ExcelBanter

ExcelBanter (https://www.excelbanter.com/)
-   Excel Programming (https://www.excelbanter.com/excel-programming/)
-   -   Impossible with regular expressions? (https://www.excelbanter.com/excel-programming/444485-impossible-regular-expressions.html)

Robert Crandal[_2_]

Impossible with regular expressions?
 
Hi everyone. So I think I finally have a better understanding of
how to use regular expressions in VBA, but I have a more
difficult question.

I am working with strings that basically contain random sets
of character strings (or "tokens") that are separated by any
number of whitespace characters. Here are some example
strings that I might encounter:

* "The age of the dog is 100 years!!!"
* "aa bb cc dd ee 01 10 111 ooo"
* " Here is a sting that contains a total of 13 tokens... got it?"

I am trying to develop a regex pattern string that will let me enumerate
or collect each of the tokens in the string. I would like to use the
Submatches() function to retrieve any "token" in the string by index.
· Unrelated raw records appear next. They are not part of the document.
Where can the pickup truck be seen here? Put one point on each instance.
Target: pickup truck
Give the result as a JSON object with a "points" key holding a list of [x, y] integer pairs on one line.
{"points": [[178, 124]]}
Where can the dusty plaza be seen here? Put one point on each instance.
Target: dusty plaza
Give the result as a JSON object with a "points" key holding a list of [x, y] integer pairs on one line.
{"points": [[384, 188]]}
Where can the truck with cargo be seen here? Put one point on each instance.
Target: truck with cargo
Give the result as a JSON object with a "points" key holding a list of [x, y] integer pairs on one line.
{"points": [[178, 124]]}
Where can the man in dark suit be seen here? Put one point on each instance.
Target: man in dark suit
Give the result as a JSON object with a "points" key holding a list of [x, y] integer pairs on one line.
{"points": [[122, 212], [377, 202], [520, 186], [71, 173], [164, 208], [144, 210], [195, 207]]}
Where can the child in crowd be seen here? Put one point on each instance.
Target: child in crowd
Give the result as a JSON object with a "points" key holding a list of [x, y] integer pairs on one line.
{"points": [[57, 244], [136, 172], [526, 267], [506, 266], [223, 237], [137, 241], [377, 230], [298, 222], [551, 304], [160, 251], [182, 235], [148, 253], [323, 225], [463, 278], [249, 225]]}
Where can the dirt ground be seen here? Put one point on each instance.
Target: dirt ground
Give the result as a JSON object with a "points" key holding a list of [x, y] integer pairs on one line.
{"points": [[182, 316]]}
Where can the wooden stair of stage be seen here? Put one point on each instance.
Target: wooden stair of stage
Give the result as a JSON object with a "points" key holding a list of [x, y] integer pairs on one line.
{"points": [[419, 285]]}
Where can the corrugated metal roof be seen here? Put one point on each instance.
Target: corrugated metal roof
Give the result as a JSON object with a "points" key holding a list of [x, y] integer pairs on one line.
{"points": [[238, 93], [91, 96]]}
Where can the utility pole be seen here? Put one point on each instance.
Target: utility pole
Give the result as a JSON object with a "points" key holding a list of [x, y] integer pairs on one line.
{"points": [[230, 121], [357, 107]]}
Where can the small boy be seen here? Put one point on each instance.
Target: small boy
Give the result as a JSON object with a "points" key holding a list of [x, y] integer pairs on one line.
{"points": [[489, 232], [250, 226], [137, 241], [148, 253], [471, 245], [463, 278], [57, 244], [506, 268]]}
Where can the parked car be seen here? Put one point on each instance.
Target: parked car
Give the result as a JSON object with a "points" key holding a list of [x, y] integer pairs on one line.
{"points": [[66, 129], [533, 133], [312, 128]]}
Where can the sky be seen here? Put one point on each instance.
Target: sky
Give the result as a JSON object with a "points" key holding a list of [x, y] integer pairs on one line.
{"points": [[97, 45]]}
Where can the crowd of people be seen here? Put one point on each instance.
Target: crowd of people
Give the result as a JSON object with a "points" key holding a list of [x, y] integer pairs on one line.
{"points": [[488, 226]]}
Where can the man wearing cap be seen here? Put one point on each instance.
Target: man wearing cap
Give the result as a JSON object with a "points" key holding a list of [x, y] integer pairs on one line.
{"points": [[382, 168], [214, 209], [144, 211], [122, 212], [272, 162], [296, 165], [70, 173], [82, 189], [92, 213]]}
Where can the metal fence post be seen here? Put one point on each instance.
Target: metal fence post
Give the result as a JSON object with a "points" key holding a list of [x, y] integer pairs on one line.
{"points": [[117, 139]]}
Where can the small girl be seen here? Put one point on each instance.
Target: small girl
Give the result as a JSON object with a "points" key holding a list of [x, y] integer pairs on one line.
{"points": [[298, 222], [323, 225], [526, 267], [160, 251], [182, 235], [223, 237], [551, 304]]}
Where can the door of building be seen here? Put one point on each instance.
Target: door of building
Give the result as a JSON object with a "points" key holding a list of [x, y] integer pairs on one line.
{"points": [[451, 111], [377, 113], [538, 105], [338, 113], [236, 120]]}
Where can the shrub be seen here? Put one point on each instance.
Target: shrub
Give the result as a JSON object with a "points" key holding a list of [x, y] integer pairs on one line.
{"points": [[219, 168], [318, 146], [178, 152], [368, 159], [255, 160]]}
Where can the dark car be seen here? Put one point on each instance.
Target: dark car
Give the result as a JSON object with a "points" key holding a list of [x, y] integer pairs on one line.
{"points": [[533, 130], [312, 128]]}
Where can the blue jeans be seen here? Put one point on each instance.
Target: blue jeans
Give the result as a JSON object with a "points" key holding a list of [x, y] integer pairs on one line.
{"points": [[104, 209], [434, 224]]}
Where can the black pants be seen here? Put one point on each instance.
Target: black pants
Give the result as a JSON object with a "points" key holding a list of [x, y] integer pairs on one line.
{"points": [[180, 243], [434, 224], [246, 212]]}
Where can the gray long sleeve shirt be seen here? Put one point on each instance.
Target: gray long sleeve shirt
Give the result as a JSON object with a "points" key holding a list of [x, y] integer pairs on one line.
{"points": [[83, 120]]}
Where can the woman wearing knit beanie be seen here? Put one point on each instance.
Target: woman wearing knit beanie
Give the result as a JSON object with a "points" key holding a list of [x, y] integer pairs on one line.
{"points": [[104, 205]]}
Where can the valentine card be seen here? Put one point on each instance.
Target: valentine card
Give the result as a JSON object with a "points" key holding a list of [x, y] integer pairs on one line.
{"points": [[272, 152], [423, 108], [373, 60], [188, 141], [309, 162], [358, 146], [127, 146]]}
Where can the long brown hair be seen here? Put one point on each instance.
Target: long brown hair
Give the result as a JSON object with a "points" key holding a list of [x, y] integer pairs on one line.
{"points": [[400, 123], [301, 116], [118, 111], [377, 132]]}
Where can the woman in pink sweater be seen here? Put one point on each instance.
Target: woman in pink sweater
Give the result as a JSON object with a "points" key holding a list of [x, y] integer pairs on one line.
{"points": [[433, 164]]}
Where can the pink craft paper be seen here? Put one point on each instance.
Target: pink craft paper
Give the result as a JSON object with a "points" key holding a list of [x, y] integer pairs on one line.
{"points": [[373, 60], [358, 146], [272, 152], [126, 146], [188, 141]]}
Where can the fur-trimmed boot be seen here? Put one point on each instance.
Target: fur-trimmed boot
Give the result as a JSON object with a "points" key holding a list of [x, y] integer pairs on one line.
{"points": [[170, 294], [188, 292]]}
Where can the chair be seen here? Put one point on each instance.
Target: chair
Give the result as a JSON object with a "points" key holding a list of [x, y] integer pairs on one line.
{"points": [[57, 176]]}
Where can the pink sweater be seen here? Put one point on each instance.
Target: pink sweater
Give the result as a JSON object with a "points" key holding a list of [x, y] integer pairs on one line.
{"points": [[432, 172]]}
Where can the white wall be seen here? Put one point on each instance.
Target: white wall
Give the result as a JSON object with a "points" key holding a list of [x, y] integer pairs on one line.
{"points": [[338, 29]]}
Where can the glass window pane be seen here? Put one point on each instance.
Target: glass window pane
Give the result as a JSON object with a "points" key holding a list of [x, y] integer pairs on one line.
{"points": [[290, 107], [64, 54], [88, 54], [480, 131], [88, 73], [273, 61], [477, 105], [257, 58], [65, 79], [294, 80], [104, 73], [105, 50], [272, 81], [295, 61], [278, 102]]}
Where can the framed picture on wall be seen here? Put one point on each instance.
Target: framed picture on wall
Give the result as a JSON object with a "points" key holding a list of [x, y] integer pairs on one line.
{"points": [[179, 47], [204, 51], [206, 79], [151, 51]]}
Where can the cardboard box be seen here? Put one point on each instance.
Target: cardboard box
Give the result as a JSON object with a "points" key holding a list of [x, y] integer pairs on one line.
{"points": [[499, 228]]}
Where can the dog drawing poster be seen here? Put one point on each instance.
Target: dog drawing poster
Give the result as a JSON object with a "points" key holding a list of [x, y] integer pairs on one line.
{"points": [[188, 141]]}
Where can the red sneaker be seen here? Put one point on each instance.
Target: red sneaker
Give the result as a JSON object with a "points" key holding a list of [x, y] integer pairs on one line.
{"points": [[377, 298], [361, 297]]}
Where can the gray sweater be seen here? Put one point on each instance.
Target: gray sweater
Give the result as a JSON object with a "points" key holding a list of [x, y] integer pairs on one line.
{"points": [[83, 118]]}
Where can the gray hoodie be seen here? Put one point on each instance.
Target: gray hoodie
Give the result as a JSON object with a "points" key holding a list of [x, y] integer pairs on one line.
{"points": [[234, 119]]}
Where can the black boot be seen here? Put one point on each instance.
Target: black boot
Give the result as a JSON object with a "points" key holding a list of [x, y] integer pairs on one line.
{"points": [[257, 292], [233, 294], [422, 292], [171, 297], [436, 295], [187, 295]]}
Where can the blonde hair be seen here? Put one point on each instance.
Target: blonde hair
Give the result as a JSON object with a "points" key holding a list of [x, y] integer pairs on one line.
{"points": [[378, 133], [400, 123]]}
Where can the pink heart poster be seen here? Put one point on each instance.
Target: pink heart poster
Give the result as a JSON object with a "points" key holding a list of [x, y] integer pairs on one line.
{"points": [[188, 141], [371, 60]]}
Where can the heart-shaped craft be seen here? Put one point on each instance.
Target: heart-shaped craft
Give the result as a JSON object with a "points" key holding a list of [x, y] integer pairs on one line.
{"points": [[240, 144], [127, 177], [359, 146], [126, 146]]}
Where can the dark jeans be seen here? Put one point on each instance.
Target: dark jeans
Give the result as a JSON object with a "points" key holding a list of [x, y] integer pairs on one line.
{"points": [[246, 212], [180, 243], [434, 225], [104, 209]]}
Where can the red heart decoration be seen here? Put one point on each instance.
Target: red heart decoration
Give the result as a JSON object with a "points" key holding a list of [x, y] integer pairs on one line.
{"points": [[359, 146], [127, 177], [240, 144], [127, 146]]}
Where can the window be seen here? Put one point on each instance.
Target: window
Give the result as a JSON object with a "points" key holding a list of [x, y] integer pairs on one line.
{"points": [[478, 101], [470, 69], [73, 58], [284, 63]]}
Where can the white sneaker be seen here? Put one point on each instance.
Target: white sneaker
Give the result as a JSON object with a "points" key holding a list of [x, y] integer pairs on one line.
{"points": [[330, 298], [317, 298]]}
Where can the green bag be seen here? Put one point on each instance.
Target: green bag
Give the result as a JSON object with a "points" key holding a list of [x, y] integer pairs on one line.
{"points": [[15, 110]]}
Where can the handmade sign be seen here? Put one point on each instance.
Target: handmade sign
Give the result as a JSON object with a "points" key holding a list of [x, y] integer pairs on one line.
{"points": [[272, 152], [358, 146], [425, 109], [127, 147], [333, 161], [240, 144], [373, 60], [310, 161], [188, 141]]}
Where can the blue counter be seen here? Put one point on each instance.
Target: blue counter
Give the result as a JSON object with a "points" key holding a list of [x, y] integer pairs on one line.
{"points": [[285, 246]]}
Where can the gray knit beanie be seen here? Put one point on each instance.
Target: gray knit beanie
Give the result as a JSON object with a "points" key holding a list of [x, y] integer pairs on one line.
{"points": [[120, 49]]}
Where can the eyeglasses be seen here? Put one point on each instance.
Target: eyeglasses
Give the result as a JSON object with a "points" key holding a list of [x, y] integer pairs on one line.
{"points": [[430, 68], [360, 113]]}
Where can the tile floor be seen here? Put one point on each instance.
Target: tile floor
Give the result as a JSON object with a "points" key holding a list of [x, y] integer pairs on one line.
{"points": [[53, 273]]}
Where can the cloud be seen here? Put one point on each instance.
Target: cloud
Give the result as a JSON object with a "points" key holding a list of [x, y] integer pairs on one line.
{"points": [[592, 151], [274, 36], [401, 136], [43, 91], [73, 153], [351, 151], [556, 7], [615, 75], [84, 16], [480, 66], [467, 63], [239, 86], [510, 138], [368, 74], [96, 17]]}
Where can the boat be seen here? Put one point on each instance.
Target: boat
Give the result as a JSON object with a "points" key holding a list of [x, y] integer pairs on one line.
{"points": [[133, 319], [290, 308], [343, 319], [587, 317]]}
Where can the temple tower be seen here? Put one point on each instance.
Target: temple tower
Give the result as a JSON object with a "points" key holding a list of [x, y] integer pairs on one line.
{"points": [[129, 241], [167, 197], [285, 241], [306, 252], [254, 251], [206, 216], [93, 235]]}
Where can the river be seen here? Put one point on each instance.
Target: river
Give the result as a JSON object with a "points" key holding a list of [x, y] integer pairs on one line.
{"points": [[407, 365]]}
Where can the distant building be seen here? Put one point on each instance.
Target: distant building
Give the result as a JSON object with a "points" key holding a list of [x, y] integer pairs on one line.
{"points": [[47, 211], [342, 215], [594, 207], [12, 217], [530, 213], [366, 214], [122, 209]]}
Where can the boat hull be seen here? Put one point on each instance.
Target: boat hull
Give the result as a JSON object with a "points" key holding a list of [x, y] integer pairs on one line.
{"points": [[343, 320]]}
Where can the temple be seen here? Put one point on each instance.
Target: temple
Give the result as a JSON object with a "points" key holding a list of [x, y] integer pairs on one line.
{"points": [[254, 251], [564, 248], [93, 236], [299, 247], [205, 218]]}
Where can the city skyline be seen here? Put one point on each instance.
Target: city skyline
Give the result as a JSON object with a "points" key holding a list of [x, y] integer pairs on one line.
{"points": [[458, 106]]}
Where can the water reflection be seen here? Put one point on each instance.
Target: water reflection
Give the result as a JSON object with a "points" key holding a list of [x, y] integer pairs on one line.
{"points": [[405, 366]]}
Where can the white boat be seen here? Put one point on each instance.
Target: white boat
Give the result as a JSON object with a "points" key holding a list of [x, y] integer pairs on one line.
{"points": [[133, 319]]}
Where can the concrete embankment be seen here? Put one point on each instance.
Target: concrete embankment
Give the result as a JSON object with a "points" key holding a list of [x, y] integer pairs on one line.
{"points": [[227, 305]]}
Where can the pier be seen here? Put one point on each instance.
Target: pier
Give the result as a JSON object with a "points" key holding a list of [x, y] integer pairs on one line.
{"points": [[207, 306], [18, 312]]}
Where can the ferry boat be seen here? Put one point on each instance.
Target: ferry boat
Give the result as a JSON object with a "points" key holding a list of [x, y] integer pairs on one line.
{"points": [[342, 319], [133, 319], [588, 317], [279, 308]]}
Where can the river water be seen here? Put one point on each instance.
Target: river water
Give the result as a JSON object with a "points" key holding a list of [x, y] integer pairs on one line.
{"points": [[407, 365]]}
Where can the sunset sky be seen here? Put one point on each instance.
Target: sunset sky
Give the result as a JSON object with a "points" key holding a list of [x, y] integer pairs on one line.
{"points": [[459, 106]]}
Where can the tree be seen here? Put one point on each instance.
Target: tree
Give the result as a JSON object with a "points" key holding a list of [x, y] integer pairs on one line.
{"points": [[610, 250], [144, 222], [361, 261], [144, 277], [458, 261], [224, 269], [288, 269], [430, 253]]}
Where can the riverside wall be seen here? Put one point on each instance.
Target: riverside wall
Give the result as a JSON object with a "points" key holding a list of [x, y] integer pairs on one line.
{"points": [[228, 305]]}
So, using the third string above as an example, I would want
the Submatches() function to return the following:

.Submatches(0) = "Here"
.Submatches(1) = "is"
.Submatches(2)= "a"
.Submatches(3)= "string"
.Submatches(4)= "that"
etc... etc....
.Submatches(12) = "it?"

I hope my question makes sense. I just need help with the
pattern string. So far, the only thing I could think of is the
following:

"(\s+(\S+)\s*)+" ?????

Got any ideas?

Robert Crandal





isabelle

Impossible with regular expressions?
 
hi,

there's an example he
http://code.dunae.ca/name_case/
I hope this link will be helping you


--
isabelle

Le 2011-04-23 19:03, Robert Crandal a écrit :
Hi everyone. So I think I finally have a better understanding of
how to use regular expressions in VBA, but I have a more
difficult question.

I am working with strings that basically contain random sets
of character strings (or "tokens") that are separated by any
number of whitespace characters. Here are some example
strings that I might encounter:

* "The age of the dog is 100 years!!!"
* "aa bb cc dd ee 01 10 111 ooo"
* " Here is a sting that contains a total of 13 tokens... got it?"

I am trying to develop a regex pattern string that will let me enumerate
or collect each of the tokens in the string. I would like to use the Submatches() function to retrieve any "token" in the string by index.

So, using the third string above as an example, I would want
the Submatches() function to return the following:

.Submatches(0) = "Here"
.Submatches(1) = "is"
.Submatches(2)= "a"
.Submatches(3)= "string"
.Submatches(4)= "that"
etc... etc....
.Submatches(12) = "it?"

I hope my question makes sense. I just need help with the
pattern string. So far, the only thing I could think of is the
following:

"(\s+(\S+)\s*)+" ?????

Got any ideas?

Robert Crandal





Ron Rosenfeld[_2_]

Impossible with regular expressions?
 
On Sat, 23 Apr 2011 16:03:14 -0700, "Robert Crandal" wrote:

Hi everyone. So I think I finally have a better understanding of
how to use regular expressions in VBA, but I have a more
difficult question.

I am working with strings that basically contain random sets
of character strings (or "tokens") that are separated by any
number of whitespace characters. Here are some example
strings that I might encounter:

* "The age of the dog is 100 years!!!"
* "aa bb cc dd ee 01 10 111 ooo"
* " Here is a sting that contains a total of 13 tokens... got it?"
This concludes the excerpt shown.